A importância da comunidade

Em 2014, Camila Romano e Paulo Filho montaram o King Of The Fork, uma cafeteria dedicada a cafés especiais e à cultura do ciclismo, em São Paulo.

A forma como estão lidando com todas as transformações e dificuldades trazidas pela pandemia diz muito sobre o conceito do negócio e à importância que dão à comunidade.

“Nosso negócio nunca foi sobre o produto. A parte do café e da comida é um meio pra gente sustentar o estilo de vida que acreditamos. Sempre foi sobre a experiência, o encontro, a comunidade. São coisas que você não consegue passar pelo delivery”, diz Paulo.

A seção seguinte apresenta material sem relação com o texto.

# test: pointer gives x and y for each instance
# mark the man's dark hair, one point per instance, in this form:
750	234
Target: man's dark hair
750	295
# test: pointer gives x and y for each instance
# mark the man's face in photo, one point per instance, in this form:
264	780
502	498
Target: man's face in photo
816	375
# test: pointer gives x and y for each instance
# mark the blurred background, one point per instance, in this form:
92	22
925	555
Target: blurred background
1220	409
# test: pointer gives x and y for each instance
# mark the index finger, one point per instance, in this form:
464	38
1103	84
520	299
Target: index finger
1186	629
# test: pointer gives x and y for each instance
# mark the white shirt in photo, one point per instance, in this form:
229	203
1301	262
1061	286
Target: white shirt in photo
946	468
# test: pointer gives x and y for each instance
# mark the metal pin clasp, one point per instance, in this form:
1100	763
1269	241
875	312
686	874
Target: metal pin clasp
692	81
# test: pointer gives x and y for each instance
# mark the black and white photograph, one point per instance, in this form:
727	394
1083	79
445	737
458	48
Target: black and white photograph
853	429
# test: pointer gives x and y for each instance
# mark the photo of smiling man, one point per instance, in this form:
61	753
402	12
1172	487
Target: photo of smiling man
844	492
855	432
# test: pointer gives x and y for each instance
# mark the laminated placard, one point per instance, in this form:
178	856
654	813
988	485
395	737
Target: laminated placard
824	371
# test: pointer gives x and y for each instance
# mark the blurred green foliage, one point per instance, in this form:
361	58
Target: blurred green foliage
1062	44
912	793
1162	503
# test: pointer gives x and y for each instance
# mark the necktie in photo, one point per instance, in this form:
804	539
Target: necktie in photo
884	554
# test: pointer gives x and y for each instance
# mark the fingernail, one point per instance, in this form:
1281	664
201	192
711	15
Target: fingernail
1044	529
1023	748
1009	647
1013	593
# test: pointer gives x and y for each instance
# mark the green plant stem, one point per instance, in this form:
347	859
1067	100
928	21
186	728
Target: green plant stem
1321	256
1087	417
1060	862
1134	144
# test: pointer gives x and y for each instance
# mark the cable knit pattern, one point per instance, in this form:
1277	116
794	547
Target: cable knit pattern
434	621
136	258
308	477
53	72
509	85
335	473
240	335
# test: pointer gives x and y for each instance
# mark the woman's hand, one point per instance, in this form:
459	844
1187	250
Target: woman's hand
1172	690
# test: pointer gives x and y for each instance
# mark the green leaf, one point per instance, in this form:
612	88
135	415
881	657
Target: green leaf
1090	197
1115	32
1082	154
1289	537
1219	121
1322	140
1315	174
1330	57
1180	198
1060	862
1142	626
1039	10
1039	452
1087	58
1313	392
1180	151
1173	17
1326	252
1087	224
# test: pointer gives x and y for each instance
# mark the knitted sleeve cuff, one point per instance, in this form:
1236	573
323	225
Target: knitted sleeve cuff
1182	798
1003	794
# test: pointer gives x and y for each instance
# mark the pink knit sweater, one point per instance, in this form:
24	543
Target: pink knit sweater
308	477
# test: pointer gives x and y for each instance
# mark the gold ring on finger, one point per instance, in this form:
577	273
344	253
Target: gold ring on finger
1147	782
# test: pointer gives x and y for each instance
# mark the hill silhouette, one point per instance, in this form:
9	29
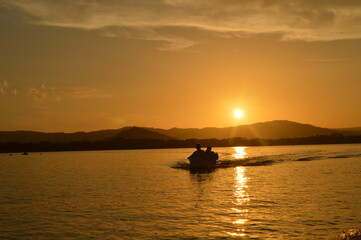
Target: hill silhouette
270	130
267	130
139	133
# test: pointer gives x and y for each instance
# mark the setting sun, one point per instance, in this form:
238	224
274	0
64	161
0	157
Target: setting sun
238	113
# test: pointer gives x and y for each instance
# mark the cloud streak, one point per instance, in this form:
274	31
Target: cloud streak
307	20
44	93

Como os cafés não “viajam bem” até a casa dos clientes e também por serem contra os aplicativos de entrega, que cobram altas taxas e pagam pouco aos motoboys, a solução para os meses que ficaram fechados foi entregar cestas com pães e quitutes, uma vez por semana. Tudo entregue por bike e com todo o valor do frete revertido para o entregador.

Outra ação foi a venda de vouchers para serem consumidos na reabertura. “Quando a gente abriu, muitos clientes preferiram não usar o voucher, porque sabiam que as coisas ainda estavam difíceis pra gente”, conta Camila.

Camila Romano e Paulo Filho, donos do café King of The Fork, contam com a ajuda da comunidade para sobreviver em tempos de crise — Foto: Arquivo pessoal

Muitas outras manifestações de apoio surgiram durante o último ano. Teve cliente mandando email para saber como ajudar, querendo comprar o que mais dá lucro, teve até ajuda de um fotógrafo profissional que estava passando pelo local e se ofereceu para fotografar os produtos para divulgação.

Essa história eles contaram no Instagram da marca, que aliás é usado para manter o contato próximo durante esse período tão difícil. No post, eles dizem que essa ação representa “a comunidade, um dos bens mais valiosos para quem vive numa cidade como a nossa, porque ela é valiosa para os dois lados, ela fortalece nossa noção de ter algo em comum, nossa empatia, nosso sentimento de pertencimento”.

Camila conta que essa humanização no Instagram, essa troca de experiências, faz as pessoas se relacionarem e quererem ajudar mais.

“A gente tem sorte de já estar funcionando há alguns anos e ter essas pessoas que nos apoiam e que são engajadas na nossa rede. Mesmo fechados, por um tempo, pelo menos, a gente consegue viver da memória e das experiências que já causamos nas pessoas”, diz Camila.

Assim como no bar em Salvador, além de todo esse apoio da comunidade, um fator muito importante para o negócio conseguir se manter vivo durante a crise foi ter reserva de dinheiro.

Essas ações representam um valor muito menor no lucro da empresa. Nos momentos em que estiveram fechados, por exemplo, o faturamento da semana era menor do que eles ganhavam apenas em um sábado antes da pandemia. Mesmo abertos, não conseguem chegar ao ganho normal de antes.

“A maior lição dessa crise é criar uma relação forte com nossos clientes e, de forma prática, trabalhar com reserva financeira e com um fluxo de caixa”, afirma Paulo.

Eles também ressaltam uma mudança de comportamento do consumidor durante a pandemia.

“Muitos se tornaram mais conscientes da forma como gastam seu dinheiro e entenderam ainda mais a importância de comprar do pequeno negócio. Esse é um poder que está na nossa mão”, diz Camila.